Tip #1: Eat and Cook With Super Fats
Sunflower oil — even the high-oleic variety — is not a superfood. But other fats do qualify, such as:
- Coconut oil: Rich in medium-chain triglycerides (a keto-friendly SFA) and lauric acid[*]
- MCT Oil: Full of MCTs to promote ketosis[*]
- Grass-fed butter: Rich in vitamin K2 and vitamin A
- Extra virgin olive oil: Rich in MUFAs and oleuropein (a potent antioxidant)[*]
- Avocado oil: Rich in MUFAs and vitamin E[*]
Cooking with stable, healthy fats — and preventing fatty acid oxidation — is easy.

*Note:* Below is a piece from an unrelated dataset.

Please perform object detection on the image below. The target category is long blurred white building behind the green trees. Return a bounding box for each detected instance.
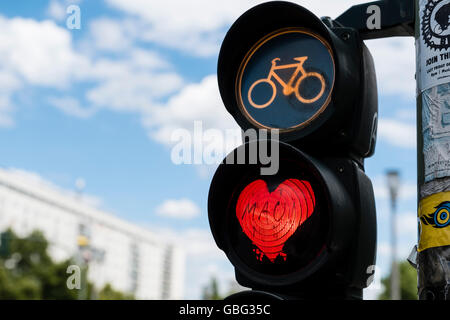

Anything with a high SFA, high MUFA, and low PUFA content will do.
Tip #2: Be Savvy at Restaurants
Most restaurants use high-linoleic vegetable oil to cook your food, which means that they’re feeding you oxidized lipids.
To avoid damaged fats, find a restaurant that will cook your meal in butter or extra virgin olive oil instead.
Avoid Sunflower Oil When You Can
Sunflower oil is touted as healthy, but the facts present a different story. Most of the “health benefits” are backed by over-inflated claims about lowering cholesterol. But even that’s not 100% accurate.
Instead, it’s best to avoid this PUFA-rich oil, which is high in inflammatory linoleic acid and devoid of many nutrients you can find in better fats.
Oxidized lipids, an imbalanced O6:O3 ratio, and higher arachidonic acid levels can lead to higher chances of developing heart disease, obesity, and others.
Therefore, while it is important to be smart about choosing the right fats to boost your health, this becomes essential when you’re following a keto diet. When fat is the bulk of your diet (around 60% of calories from fat), you need to choose your fats wisely.